Scientific classification
- Kingdom: Animalia
- Phylum: Chordata
- Class: Reptilia
- Order: Squamata
- Suborder: Iguania
- Family: Dactyloidae
- Genus: Anolis
- Species: A. smaragdinus
- Binomial name: Anolis smaragdinus Barbour & Shreve, 1935

= Anolis smaragdinus =

- Genus: Anolis
- Species: smaragdinus
- Authority: Barbour & Shreve, 1935
- Conservation status: LC

Species of lizard

Anolis smaragdinus, also known commonly as the Bahamian green anole, is a species of lizard in the family Dactyloidae. The species is native to the Bahamas.
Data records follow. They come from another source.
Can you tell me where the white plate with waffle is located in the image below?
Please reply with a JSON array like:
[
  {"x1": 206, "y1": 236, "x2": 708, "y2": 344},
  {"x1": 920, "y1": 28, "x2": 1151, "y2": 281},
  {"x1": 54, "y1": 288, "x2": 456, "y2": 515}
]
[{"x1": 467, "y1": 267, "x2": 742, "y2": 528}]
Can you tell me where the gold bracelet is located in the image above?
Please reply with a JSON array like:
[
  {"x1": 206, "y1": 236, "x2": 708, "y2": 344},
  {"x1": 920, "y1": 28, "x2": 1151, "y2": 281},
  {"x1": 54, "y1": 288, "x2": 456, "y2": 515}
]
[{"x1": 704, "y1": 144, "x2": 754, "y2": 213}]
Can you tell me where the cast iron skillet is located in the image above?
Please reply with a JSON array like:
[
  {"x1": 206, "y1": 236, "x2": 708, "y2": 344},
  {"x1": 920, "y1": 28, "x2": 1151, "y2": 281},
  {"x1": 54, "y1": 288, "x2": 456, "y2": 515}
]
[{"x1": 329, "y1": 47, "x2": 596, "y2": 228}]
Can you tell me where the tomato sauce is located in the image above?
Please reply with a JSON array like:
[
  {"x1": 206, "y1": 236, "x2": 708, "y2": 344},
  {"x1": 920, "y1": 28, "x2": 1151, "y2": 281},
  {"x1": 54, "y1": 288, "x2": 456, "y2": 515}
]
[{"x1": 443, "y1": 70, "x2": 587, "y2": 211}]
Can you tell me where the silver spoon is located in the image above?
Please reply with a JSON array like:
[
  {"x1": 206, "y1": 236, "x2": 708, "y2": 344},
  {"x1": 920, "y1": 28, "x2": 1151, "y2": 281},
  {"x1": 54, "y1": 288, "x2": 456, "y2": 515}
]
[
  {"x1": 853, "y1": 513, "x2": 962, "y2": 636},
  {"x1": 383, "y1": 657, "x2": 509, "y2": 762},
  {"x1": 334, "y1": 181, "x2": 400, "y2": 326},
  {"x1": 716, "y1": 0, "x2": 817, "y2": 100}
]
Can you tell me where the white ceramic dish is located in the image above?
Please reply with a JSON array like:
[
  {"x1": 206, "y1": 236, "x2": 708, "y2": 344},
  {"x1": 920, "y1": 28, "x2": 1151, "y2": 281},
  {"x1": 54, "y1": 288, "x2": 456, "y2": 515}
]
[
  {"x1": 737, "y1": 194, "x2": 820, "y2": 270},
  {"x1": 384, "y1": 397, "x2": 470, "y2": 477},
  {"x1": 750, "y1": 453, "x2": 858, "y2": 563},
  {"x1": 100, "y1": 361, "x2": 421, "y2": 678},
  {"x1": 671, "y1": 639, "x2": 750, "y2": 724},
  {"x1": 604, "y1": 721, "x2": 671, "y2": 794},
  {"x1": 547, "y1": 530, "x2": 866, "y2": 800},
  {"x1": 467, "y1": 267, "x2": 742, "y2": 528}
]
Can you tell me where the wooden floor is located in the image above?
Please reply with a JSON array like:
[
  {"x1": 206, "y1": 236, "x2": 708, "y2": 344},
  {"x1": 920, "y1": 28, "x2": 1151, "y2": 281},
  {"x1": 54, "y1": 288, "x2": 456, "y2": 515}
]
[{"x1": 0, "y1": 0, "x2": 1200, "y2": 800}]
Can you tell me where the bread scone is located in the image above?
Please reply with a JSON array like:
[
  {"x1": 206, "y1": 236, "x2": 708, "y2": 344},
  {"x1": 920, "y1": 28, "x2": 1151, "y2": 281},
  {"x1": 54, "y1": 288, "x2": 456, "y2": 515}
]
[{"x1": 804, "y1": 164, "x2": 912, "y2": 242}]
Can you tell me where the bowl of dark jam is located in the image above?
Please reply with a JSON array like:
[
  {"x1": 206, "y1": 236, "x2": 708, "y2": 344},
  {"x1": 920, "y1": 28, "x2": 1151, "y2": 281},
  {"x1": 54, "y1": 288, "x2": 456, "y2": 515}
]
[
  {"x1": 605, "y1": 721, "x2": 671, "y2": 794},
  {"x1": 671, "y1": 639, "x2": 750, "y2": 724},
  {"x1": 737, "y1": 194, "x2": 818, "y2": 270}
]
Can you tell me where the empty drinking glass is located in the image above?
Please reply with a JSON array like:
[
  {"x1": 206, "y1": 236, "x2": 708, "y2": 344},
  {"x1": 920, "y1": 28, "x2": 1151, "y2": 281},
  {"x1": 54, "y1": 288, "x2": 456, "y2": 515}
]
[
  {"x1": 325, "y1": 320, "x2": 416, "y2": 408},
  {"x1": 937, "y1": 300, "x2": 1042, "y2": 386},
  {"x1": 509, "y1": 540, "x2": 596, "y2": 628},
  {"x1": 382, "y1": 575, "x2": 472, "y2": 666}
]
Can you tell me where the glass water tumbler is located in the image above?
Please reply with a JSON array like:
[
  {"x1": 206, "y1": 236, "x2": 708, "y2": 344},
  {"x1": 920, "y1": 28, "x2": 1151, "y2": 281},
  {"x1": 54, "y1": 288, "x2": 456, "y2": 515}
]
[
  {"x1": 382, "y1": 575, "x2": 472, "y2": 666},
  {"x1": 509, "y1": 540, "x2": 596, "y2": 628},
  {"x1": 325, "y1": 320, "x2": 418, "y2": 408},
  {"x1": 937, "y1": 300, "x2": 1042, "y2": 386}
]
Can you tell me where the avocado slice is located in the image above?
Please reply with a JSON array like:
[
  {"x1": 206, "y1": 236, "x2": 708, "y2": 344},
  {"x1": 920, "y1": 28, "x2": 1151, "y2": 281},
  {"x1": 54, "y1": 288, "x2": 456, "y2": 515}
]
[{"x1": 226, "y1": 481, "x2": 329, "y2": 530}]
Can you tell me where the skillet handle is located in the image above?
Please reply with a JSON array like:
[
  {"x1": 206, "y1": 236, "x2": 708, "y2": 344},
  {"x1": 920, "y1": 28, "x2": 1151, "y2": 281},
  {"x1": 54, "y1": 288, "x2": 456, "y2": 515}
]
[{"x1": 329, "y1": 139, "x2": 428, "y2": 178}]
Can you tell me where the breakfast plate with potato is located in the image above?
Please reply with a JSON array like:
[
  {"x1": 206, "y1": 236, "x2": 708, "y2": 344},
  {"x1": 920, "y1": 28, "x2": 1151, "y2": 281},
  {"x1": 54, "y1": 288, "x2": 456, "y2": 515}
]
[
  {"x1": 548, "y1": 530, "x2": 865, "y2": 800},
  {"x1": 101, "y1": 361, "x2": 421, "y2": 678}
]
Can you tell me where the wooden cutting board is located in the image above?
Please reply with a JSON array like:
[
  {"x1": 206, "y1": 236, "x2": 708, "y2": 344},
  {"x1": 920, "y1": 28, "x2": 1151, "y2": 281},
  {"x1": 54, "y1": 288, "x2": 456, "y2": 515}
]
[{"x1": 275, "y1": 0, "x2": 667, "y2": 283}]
There are two recognized subspecies.

==Taxonomy==
A. smaragdinus is part of the A. carolinensis series of anoles.

==Geographic range==
A. smaragdinus is endemic to the Bahamas.

==Habitat==
A. smaragdinus is found in a variety of habitats, including forest, shrubland, and introduced vegetation.

==Diet==
A. smaragdinus preys upon insects, spiders, and snails, and also eats plant material.

==Reproduction==
A. smaragdinus is oviparous.

==Subspecies==
Two subspecies are recognized as being valid, including the nominotypical subspecies:

- Anolis smaragdinus lerneri Oliver, 1948
- Anolis smaragdinus smaragdinus Barbour & Shreve, 1935

==Etymology==
The subspecific name, lerneri, is in honor of American businessman Michael Lerner, a patron of the American Museum of Natural History.

==Taxonomy==
A. smaragdinus is a member of the A. carolinensis species group.